Singleton / Borg模式基于创建对象时传递的不同参数

时间:2016-06-09 07:19:19

标签: python python-2.7

我正在使用borg模式在对象之间共享状态:

class Borg:
    __shared_state = {}

    def __init__(self):
        self.__dict__ = self.__shared_state

现在让我们假设我想根据创建对象时传递的参数创建Borg类的基于上下文的对象。 这是为多个上下文创建Borg模式(状态共享)的正确方法吗?

import random
import cPickle

class Borg:
    __shared_state = { }

    def __init__(self,*args,**kwargs):
        context_key = hash('{0}{1}'.format(cPickle.dumps(args),cPickle.dumps(kwargs)))
        self.__shared_state.setdefault(context_key, {})
        self.__dict__ = self.__shared_state[context_key]
        print(self.__shared_state)

    def set_random_property(self):
        self.num =  str(random.randint(1,100000))



a = Borg(x='ONE')
a.set_random_property()
b = Borg(x = 'TWO')
b.set_random_property()
c = Borg(x = 'TWO')
print('a with ONE has num:{0}'.format(a.num))
print('b with TWO has num:{0}'.format(b.num))
print('c with TWO has num:{0}'.format(c.num))

输出

{7373348246660160089: {}}
{7373348246660160089: {'num': '18322'}, 3334843421982509183: {}}
{7373348246660160089: {'num': '18322'}, 3334843421982509183: {'num': '33084'}}
a with ONE has num:18322
b with TWO has num:33084
c with TWO has num:33084

正常工作。

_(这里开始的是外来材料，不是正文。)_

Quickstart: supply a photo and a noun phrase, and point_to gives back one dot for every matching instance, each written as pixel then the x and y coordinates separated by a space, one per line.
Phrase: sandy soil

有没有办法即兴发挥这种模式?或者为python 2.7提供更好的替代方案?

1 个答案:

答案 0 :(得分:2)

不,你用的是我用的东西;使用字典表示共享状态。

您可以使用dict.setdefault()的返回值而不是忽略它来简化稍微

def __init__(self, *args, **kwargs):
    context_key = hash('{0}{1}'.format(cPickle.dumps(args),cPickle.dumps(kwargs)))
    self.__dict__ = self.__shared_state.setdefault(context_key, {})

所有这些都可以封装在元数据类型中:

class PerArgsBorgMeta(type):
    def __new__(mcls, name, bases, attrs):
        cls = super(PerArgsBorgMeta, mcls).__new__(mcls, name, bases, attrs)
        setattr(cls, '_{}__shared_state'.format(name), {})
        return cls

    def __call__(cls, *args, **kwargs):
        instance = super(PerArgsBorgMeta, cls).__call__(*args, **kwargs)
        context_key = hash('{0}{1}'.format(cPickle.dumps(args),cPickle.dumps(kwargs)))
        state = getattr(cls, '_{}__shared_state'.format(cls.__name__))
        instance.__dict__ = state.setdefault(context_key, {})
        return instance

然后将其用作类的__metaclass__属性:

class SomeBorgClass:
    __metaclass__ = PerArgsBorgMeta

请注意,使用hash(cPickle.dumps(kwargs))仍会为带有冲突的词典创建不同的哈希值:

>>> import cPickle
>>> hash(cPickle.dumps({'a': 42, 'i': 81}))
-7392919546006502834
>>> hash(cPickle.dumps({'i': 81, 'a': 42}))
2932616521978949826

同样适用于。排序(递归,如果你必须是详尽的)可以在这里提供帮助,但要小心你不会产生假阳性,例如,作为值传入的集合,以及使用相同值的元组。每种方法都有越来越复杂的解决方法,但在某些时候你只需要接受限制而不是使散列代码更复杂。